‘Rust’ First Assistant Director Ordered By Judge To Stop Avoiding OSHA Over Fatal Alec Baldwin Film Shooting

A New Mexico judge has ordered that the First Assistant Director at the heart of the fatal shooting by Alec Baldwin of Rust cinematographer Halyna Hutchins can no longer avoid sitting down with the state investigators.

District Court Judge Bryan Biedscheid on Friday granted the state’s Environment Department request for a subpoena for David Halls. After apparently ducking various attempts at an interview as a part of an ongoing Occupational Safety and Health probe, Halls is now expected to sit down with state officials on Tuesday morning.

One of many interviewed on ABC News’ primetime special on the Rust tragedy last night, Halls’ own lawyer Lisa Torraco told Deadline this afternoon that “Mr. Halls is happy to cooperate with the OSHA investigation.” At this point, Torroco says the interview is set to conducted via Zoom, but no details on dates.

Previously, Halls and Torraco insisted they would not talk with  anyone until the Santa Fe Sheriff’s Office concluded its investigation into what occurred on the Bonanza Creek Ranch set of the low-budget Western on October 21. While expected to take at least several more weeks, that probe has the potential to result in criminal charges – an outcome that First Judicial District Attorney Mary Carmack-Altwies has repeatedly not ruled out.

As for now, OSHA want their questions answered — by Halls and maybe others.

“It’s the bureau’s understanding that Mr. Halls was inside the church when this fatality and injury, this workplace fatality and injury to the second person, occurred,” read court documents first filed this week by New Mexico Environment Department assistant general counsel Mia Napolitano. “So the bureau needs to question Mr. Halls on what occurred inside the church.”

The defendant in the state filing was actually Rust Movie Productions LLC, of which Halls is considered by the Environment Department to be in a management position.

“Mr. Halls could also inform the bureau as to who else was inside the church and who else we should interview,” the filing adds. “It’s also the bureau’s understanding Mr. Halls conducted safety meetings on site and had a role in safety on set.”

Halls has admitted to Santa Fe sheriffs that he did not properly check the weapon in question before giving it to Baldwin and declaring “cold gun” on set. As Deadline reported on October 25, Halls was fired from a previous film because of gun safety lapses and was not rehired over personal misconduct complaints on a 2019 Blumhouse TV project.

Nearing two months since Hutchins died and director Joel Souza was injured, it is worth noting that no one has been arrested or charged over the Rust shooting

As the Sheriff’s Office probe continues with four search warrants issued so far, two lawsuits have already been filed, with Baldwin and Halls — along with the film’s armorer Hannah Gutierrez-Reed, prop master Sarah Zachery, plus producers and others — named as defendants. Most of them have hired defense lawyers, and Hutchins’ family has also hired an attorney, one who specializes in wrongful-death suits.

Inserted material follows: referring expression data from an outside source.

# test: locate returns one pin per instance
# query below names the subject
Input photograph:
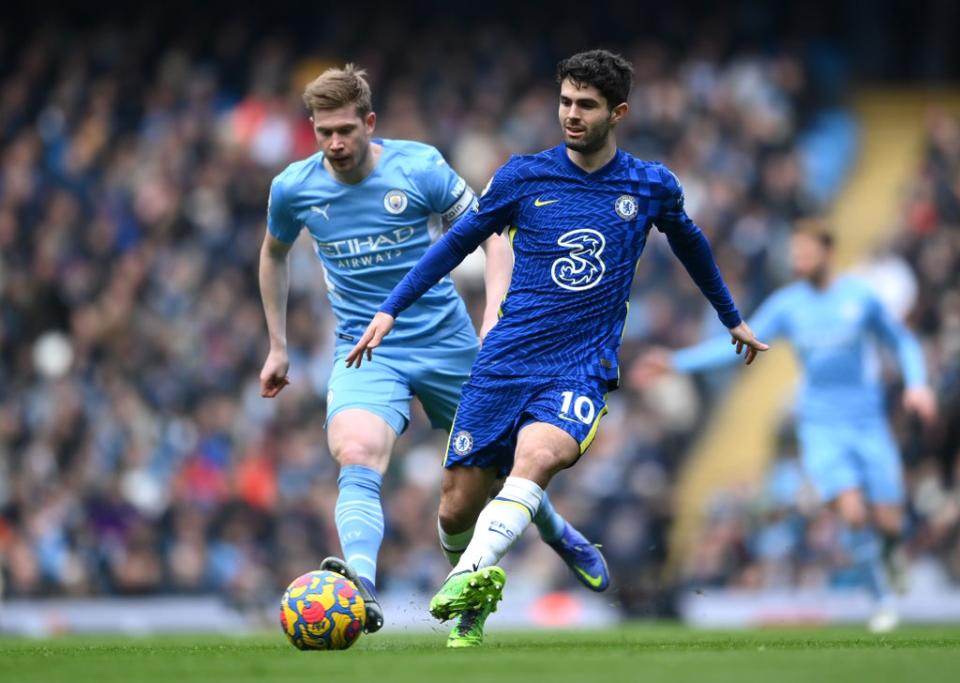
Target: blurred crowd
(776, 535)
(136, 455)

The production of the now shuttered film itself hired law firm Jenner Block to conduct an internal investigation into the shooting. Part of that ongoing investigation is to have associates of the high-profile firm sit in on OSHA interviews with Rust cast, crew and producers.

In all such sit-downs in all the investigations there is a lot to be discussed, especially the origin of the live rounds that should have never been on the set.

The search warrants executed by the police at the Bonanza Creek Ranch have found a number of weapons and, according to Sheriff Adan Mendoza in a late October press conference, who noted “500 rounds of ammunition … a mix of blanks, dummy rounds and what we are suspecting are live rounds.”

Filling the information gap with potential doubt for future juries, Gutierrez-Reed’s lawyers have been floating a “sabotage” theory based on the mass resignation of the Rust camera crew just hours before the shooting. Baldwin told ABC’s George Stephanopoulos on December 2 that while he cocked the hammer of the gun that killed Hutchins, he never pulled the trigger.

Halls, via attorney Torraco, has backed star-producer’s Baldwin’s stance, something that surely will be of interest to the OSHA team.

Baldwin has also said and posted on social media that before the shooting the Rust set was a safe one. An assertion contradicted by at least two documented incidents of unintended weapons discharges on the film before Hutchins’ death.